Les anciens brachmanes se brûlaient quelquefois pour prévenir l’ennui et les maux de la vieillesse, et surtout pour se faire admirer. Calan ou Calanus ne se serait peut-être pas mis sur un bûcher sans le plaisir d’être regardé par Alexandre. Le chrétien renégat Pellegrinus se brûla en public, par la même raison qu’un fou parmi nous s’habille quelquefois en arménien pour attirer les regards de la populace.

N’entre-t-il pas aussi un malheureux mélange de vanité dans cet épouvantable sacrifice des femmes indiennes ? Peut-être, si on portait une loi de ne se brûler qu’en présence d’une seule femme de chambre, cette abominable coutume serait pour jamais détruite.

Ajoutons un mot ; une centaine d’Indiennes, tout au plus, a donné ce triste spectacle ; et nos inquisitions, nos fous atroces qui se sont dits juges, ont fait mourir dans les flammes plus de cent mille de nos frères, hommes, femmes, enfants, pour des choses que personne n’entendait.
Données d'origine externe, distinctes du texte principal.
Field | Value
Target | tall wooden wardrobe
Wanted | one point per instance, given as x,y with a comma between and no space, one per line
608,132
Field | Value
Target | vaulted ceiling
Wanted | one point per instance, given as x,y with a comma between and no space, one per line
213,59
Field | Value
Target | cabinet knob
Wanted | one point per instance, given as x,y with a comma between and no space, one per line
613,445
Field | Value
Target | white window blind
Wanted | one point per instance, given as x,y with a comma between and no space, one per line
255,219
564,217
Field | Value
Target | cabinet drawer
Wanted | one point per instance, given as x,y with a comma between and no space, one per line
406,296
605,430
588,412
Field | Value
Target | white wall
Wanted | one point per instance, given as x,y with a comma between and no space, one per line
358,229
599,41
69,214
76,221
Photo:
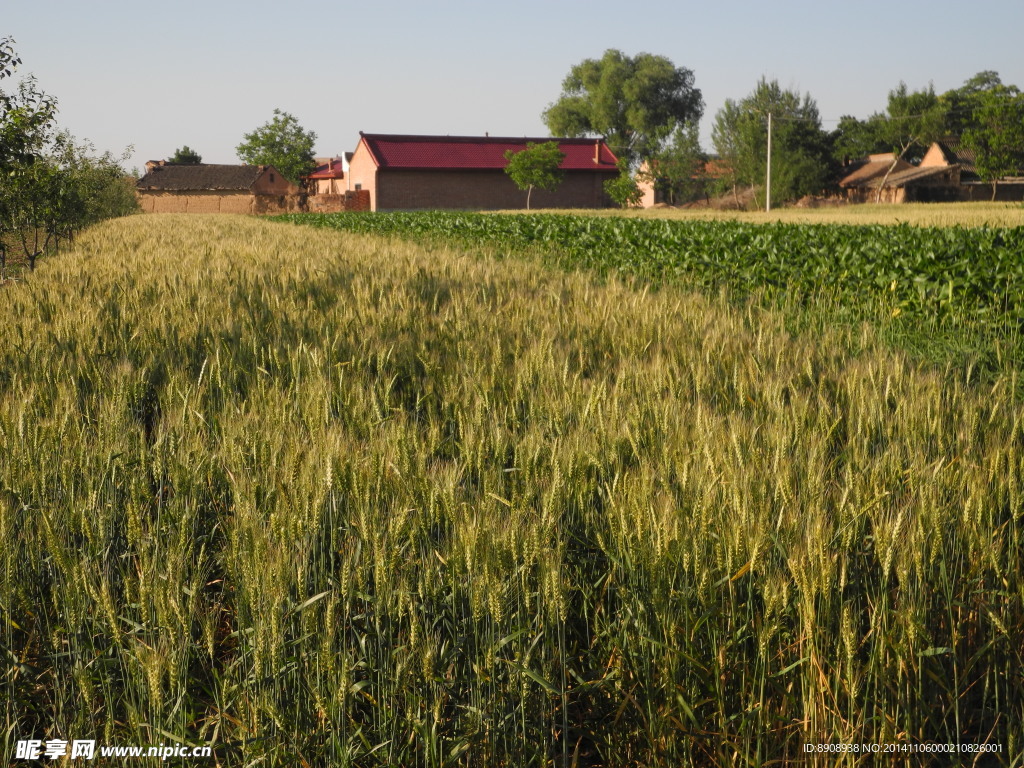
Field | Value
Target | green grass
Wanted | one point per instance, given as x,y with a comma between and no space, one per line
322,499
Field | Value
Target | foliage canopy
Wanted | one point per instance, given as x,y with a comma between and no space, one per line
537,166
185,156
283,143
801,153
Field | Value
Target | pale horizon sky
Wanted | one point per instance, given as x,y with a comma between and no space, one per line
158,76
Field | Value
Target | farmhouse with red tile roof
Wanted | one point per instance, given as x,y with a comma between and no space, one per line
468,172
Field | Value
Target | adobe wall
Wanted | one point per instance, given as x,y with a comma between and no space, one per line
211,202
482,190
271,182
350,201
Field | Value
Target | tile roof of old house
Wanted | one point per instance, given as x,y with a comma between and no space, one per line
478,153
875,168
330,169
956,153
203,177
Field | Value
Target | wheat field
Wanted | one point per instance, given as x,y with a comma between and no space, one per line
315,499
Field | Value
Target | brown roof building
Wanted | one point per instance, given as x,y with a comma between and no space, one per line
403,172
947,172
215,188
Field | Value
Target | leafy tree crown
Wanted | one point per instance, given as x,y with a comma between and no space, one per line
635,101
283,143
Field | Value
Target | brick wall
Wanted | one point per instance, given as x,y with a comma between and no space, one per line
350,201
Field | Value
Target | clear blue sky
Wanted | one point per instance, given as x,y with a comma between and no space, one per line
159,75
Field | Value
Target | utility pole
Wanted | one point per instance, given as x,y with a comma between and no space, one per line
768,179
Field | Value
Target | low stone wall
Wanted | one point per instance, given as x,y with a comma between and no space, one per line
198,202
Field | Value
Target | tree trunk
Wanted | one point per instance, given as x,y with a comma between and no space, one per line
878,198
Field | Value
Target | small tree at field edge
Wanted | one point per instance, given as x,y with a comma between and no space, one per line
538,165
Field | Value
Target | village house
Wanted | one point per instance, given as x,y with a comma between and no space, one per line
946,173
330,176
653,192
402,172
215,188
328,187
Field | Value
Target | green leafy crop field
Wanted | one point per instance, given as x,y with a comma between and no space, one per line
951,279
322,498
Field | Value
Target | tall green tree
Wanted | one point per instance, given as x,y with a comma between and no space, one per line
283,143
961,103
537,166
28,119
912,121
801,151
185,156
635,101
677,169
50,185
996,133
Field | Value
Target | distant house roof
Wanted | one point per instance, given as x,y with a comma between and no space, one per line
478,153
331,169
876,167
205,177
955,153
910,175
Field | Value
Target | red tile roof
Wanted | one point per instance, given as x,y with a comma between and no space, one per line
484,153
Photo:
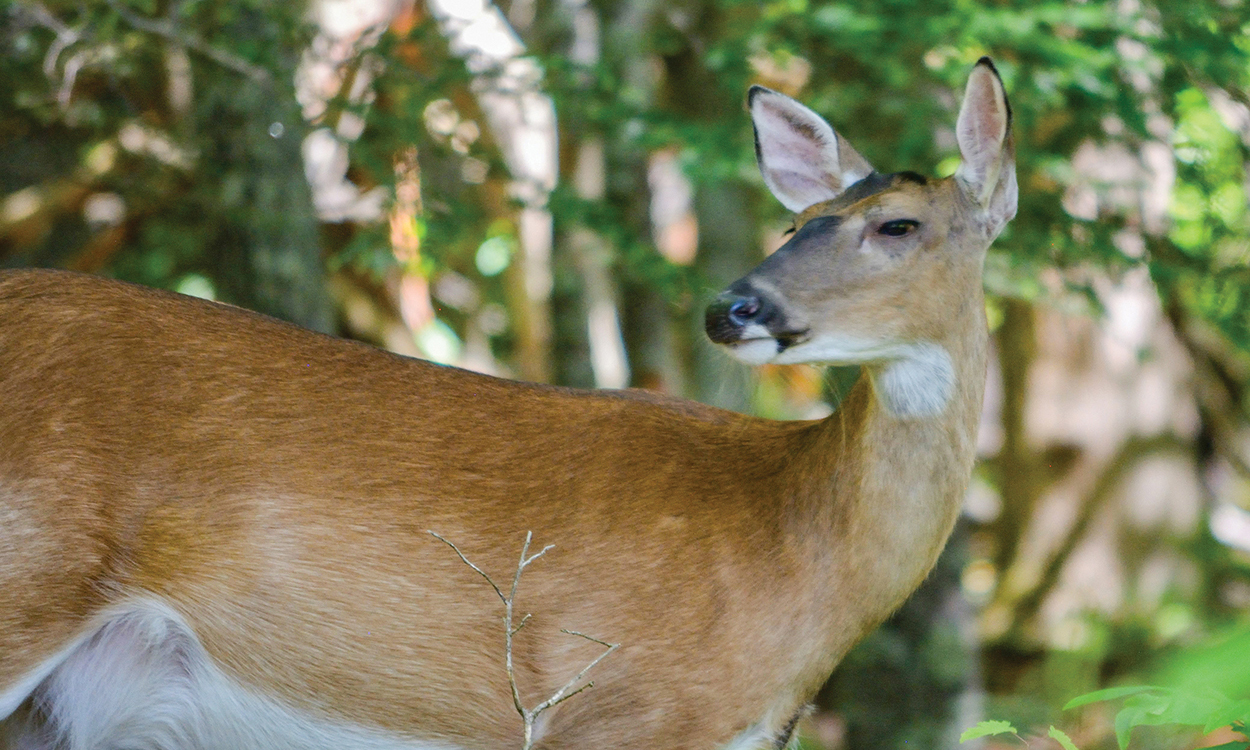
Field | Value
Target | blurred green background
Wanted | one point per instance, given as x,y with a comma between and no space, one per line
554,189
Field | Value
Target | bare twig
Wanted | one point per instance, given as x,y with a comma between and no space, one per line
529,716
166,29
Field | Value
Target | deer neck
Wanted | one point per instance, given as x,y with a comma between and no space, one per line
895,459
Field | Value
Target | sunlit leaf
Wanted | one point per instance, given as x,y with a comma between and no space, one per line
984,729
1063,739
1109,694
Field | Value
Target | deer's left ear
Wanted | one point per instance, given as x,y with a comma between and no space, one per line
984,135
800,156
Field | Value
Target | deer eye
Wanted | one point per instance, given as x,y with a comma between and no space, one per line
898,228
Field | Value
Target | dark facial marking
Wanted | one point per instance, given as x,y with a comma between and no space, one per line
874,184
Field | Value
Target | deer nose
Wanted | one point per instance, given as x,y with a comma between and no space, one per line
744,310
731,313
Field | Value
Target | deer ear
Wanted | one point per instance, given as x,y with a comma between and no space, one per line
800,156
984,135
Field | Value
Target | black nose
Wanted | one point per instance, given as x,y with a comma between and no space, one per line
744,310
731,313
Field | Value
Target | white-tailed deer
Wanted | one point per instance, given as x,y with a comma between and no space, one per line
214,525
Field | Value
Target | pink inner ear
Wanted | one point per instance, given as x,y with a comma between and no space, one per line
798,155
983,120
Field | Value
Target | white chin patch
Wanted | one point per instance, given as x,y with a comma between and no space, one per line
755,351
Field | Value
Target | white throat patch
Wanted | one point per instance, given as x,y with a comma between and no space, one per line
911,380
918,384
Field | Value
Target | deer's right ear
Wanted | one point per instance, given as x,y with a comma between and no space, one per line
800,156
984,136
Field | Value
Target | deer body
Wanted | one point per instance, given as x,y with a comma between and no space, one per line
234,513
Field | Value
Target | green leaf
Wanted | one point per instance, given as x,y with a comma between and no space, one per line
1235,710
1063,739
1109,694
983,729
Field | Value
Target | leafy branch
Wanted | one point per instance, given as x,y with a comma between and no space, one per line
569,689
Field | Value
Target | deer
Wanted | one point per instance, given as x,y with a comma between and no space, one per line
215,528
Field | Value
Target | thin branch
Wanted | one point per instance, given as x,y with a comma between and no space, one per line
559,695
504,599
166,29
529,716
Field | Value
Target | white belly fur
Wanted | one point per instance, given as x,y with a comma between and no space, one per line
141,680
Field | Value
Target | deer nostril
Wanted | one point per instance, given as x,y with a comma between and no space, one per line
744,310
Plaignons et condamnons les brames ; mais rentrons en nous-mêmes, misérables que nous sommes.

Vraiment nous avons oublié une chose fort essentielle dans ce petit article des brachmanes, c’est que leurs livres sacrés sont remplis de contradictions. Mais le peuple ne les connaît pas, et les docteurs ont des solutions prêtes, des sens figurés et figurants, des allégories, des types, des déclarations expresses de Birma, de Brama et de Vitsnou, qui fermeraient la bouche à tout raisonneur.


BULGARES ou BOULGARES[1].


Puisqu’on a parlé des Bulgares dans le Dictionnaire encyclopédique, quelques lecteurs seront peut-être bien aises de savoir qui étaient ces étranges gens, qui parurent si méchants qu’on les traita d’hérétiques, et dont ensuite on donna le nom en France aux non-conformistes, qui n’ont pas pour les dames toute l’atten-

  1. Questions sur l’Encyclopédie, troisième partie, 1770. (B.)